Head coach Mark Richt, who before the season said the worry about the lack of scholarships was overrated, ended up being vindicated.

“We didn’t have a lot of injuries,” Richt said. “We did have a couple ACLs, as we know, and Abry (Jones), we lost for a good bit of time. But overall, we didn’t have a massive amount of injuries. You don’t play 85 guys in any one season. You might play a core of about 35 guys, 40 guys. So we were blessed to have guys stay healthy, and we just played well together.”

It also helped that walk-ons, or former walk-ons, filled the gaps. Merritt Hall became the starting fullback, Connor Norman started the first two games at safety, receiver Rhett McGowan caught nine passes, and players like Blake Sailors, Kosta Vavlas and Norman starred on special teams.

That doesn’t mean the Bulldogs are ready to let the situation carry over into next year. The team is scrambling to sign a class of more than 30 players in order to shore up the scholarship numbers.

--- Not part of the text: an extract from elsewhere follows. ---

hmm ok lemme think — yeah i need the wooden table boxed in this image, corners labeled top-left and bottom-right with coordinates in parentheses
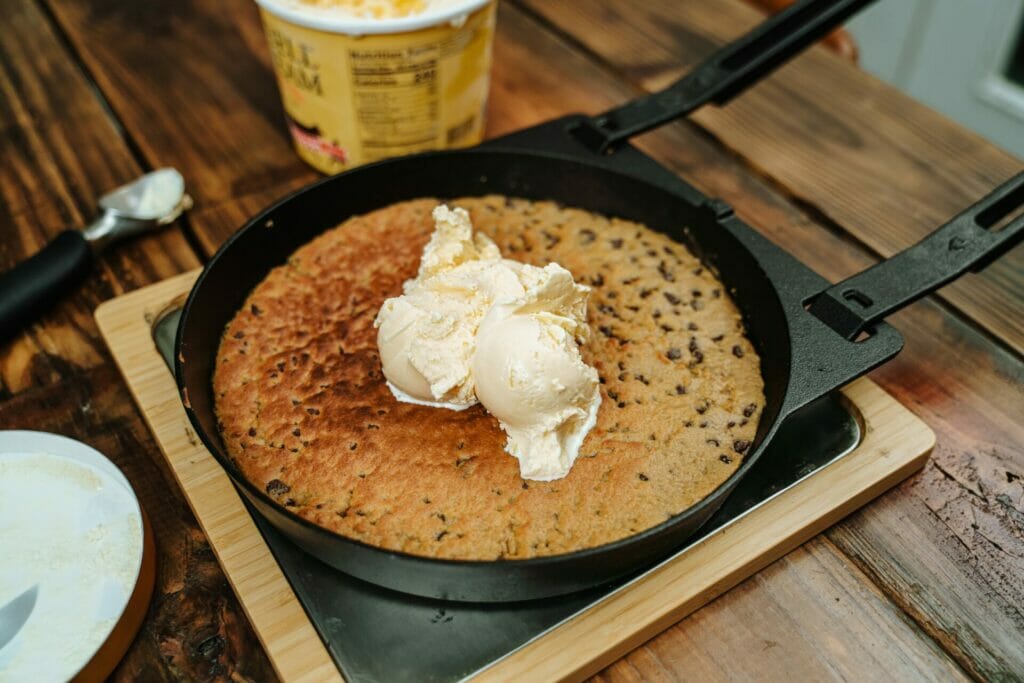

“We certainly want to get our numbers back up, and we may have had a little depth issue here or there (this year),” Richt said. “But overall it worked out pretty good.”

Could the attrition actually have helped? Junior tight end Arthur Lynch looks back on the offseason and thinks some of it was a weeding-out process. The players who remained, according to Lynch, understood that they had to play through minor injuries and do what it takes to keep the team together.

“You can’t win unless you understand what’s at stake. The guys that stayed, the guys fought through a lot of bumps and bruises. Whereas in the past I don’t think a lot of kids would do that,” Lynch said. “A lot of people made sacrifices, not only the coaches but us as players, put our necks on the line. I know Jarvis (Jones) played hurt a lot of the games. And played out of his mind in those games. Situations like that put us in position to be able to push through that, in terms of depth issues.”

Georgia still ultimately fell short of its goal, but it wasn’t the depth that brought down the Bulldogs. And even in Crowell’s place, freshmen Todd Gurley and Keith Marshall proved to be better.

Looking to next year, one website picked Georgia to start next year in the top 10 once again. That’s predicated on a pretty strong offense, returning nearly everybody.

But Gurley, perhaps remembering last offseason, wasn’t even thinking about it yet.

“That’s like freaking eight months from now,” Gurley said. “I mean, you never know what can happen between that time period.”